Paper Information

Citation: Morin, L., Weber, V., Nassar, A., Meijer, G. I., Van Gool, L., Li, Y., & Staar, P. (2025). MarkushGrapher: Joint Visual and Textual Recognition of Markush Structures. 2025 IEEE/CVF Conference on Computer Vision and Pattern Recognition (CVPR), 14505-14515. https://doi.org/10.1109/CVPR52734.2025.01352

Publication: CVPR 2025

Additional Resources:

What kind of paper is this?

This is primarily a Method paper, as it proposes a novel neural architecture (MarkushGrapher) and a specialized data representation (Optimized CXSMILES) to solve the problem of Markush structure recognition. It also has a strong Resource component, as it introduces a synthetic data generation pipeline and “M2S,” the first annotated benchmark of real-world Markush structures from patent documents.

What is the motivation?

The automated analysis of chemical literature, particularly patents, is critical for drug discovery and material science. A major bottleneck is the extraction of Markush structures - complex chemical templates that represent families of molecules using a core backbone image and textual variable definitions. Existing methods are limited because they either focus solely on images (OCSR), missing the textual context, or solely on text, missing the structural backbone. There is a practical need for a unified, multi-modal approach that can jointly interpret visual and textual data to accurately extract these structures for prior-art search and database construction.

What is the novelty here?

The core novelty is MarkushGrapher, a multi-modal architecture that jointly encodes image, text, and layout information.

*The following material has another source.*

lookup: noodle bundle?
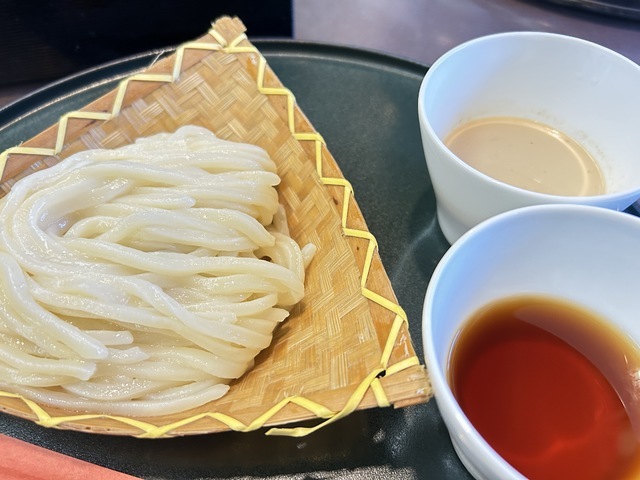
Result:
[0,126,314,416]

Key contributions include:

  • Dual-Encoder Architecture: Combines a Vision-Text-Layout (VTL) encoder (based on UDOP) with a specialized, pre-trained Optical Chemical Structure Recognition (OCSR) encoder (MolScribe).
  • Joint Recognition: The model autoregressively generates a sequential graph representation (Optimized CXSMILES) and a substituent table simultaneously, allowing it to leverage cross-modal dependencies (e.g., using text to infer bond types in the image).
  • Synthetic Data Pipeline: A comprehensive pipeline to generate realistic synthetic Markush structures (images and text) from PubChem data, overcoming the lack of labeled training data.
  • Optimized Representation: A compacted version of CXSMILES that moves variable groups into the SMILES string and adds explicit atom indexing to handle complex “frequency” and “position” variation indicators.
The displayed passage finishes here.